Com a criação da fábrica, administrada por três filhos de Leila, doce ganhou emabalagens personalizadas. (Foto: Arquivo pessoal)
“Voltei em janeiro de 2021 para Cuiabá, ainda ficamos fazendo o trabalho de analisar quais seriam os maquinários. É muito difícil sair de uma panela pequena, onde minha mãe fazia, com apenas uma lata de leite condensado e escalar para uma produção maior com dez latas de leite condensado e acertar o ponto”.
Os estudos sobre a receita, maquinários, funcionamento e administração de uma fábrica se estenderam até janeiro de 2022, quando os irmãos encontraram um imóvel. Carla conta que eles escolheram inaugurar a Pede, Simininu em junho daquele ano, em homenagem a história da mãe, que sempre fez sucesso com o doce nas festas juninas de Cuiabá.
“Meu irmão é muito técnico, eu sou a que executa. Então, ele pesquisou muito sobre os maquinários. No espaço começamos a testar tudo que a gente já sabia na teoria. Abrimos em junho de 2022, porque era época de festa junina e não poderíamos perder esse gancho”.
De Cuiabá para o mundo
Desde que abriram a fábrica, o doce criado pela mãe e transformado em produto pelos irmãos tem atravessado fronteiras. Carla explica que a intenção é de que o Pede, Simininu se torne parte da cultura regional de Cuiabá, onde pode ser encontrado nas unidades do supermercado Big Lar e em alguns restaurantes.
“Quando levo para Portugal todo mundo quer, tenho amigas que levam de presente para outros países, esses dias enviamos para a Índia em uma conferência. Minha filha que está em Portugal ama, não vejo a hora de poder comercializar lá também. Queremos levar Cuiabá para o Brasil e para o mundo”.
Leila, os quatro filhos e o neto, Carlos Henrique, que estampa as embalagens dos doces de amendoim criados pela cuiabana. (Foto: Arquivo pessoal)
Apesar de Leila não estar na linha de frente da produção dos doces de amendoim cremosos, Carla brinca que ela é a garota propaganda do Pede, Simininu. Ela lembra que a mãe, mesmo sem fazer ideia de que a receita criada por ela despretensiosamente ganharia uma fábrica, costumava dizer que estava deixando um legado para os filhos.
“Ela falava que um dia a gente pagaria royalties para ela. Nunca imaginei que hoje estaria à frente da fábrica. Quando lembro dela mexendo a panela de doce e que eu dizia para ela fazer de outra forma para ter lucro, ela dizia que estava deixando uma herança para eu e meus irmãos, que um dia a gente ganharia dinheiro com isso”.

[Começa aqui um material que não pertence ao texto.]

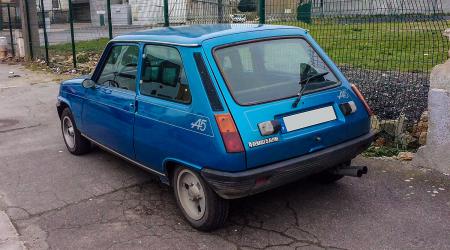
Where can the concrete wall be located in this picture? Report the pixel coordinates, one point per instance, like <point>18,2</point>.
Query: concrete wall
<point>436,154</point>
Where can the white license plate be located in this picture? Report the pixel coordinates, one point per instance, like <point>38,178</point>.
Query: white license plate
<point>309,118</point>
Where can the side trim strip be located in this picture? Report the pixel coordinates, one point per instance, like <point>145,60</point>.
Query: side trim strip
<point>122,156</point>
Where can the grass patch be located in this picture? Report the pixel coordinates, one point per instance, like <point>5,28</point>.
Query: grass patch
<point>91,46</point>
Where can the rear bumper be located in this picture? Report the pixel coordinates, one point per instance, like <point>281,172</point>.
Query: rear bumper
<point>236,185</point>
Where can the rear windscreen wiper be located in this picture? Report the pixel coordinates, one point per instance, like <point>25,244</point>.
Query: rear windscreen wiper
<point>303,84</point>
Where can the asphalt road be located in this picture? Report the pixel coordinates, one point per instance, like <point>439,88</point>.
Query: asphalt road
<point>60,201</point>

O Pede, Siminino é carregado de histórias da família de Leila, seja pelo rosto do neto que estampa as embalagens ou das memórias dos filhos de quando ela preparava centenas de doces. “Sempre pedia para ela deixar a panela para eu raspar, porque ficava só o doce cremoso de leite condensado. Era a parte que eu mais gostava. Lembro muito disso, de raspar a panela para comer o fundinho. E escondido dos meus irmãos, porque todo mundo ficava perguntando. Essa é minha recordação de infância”.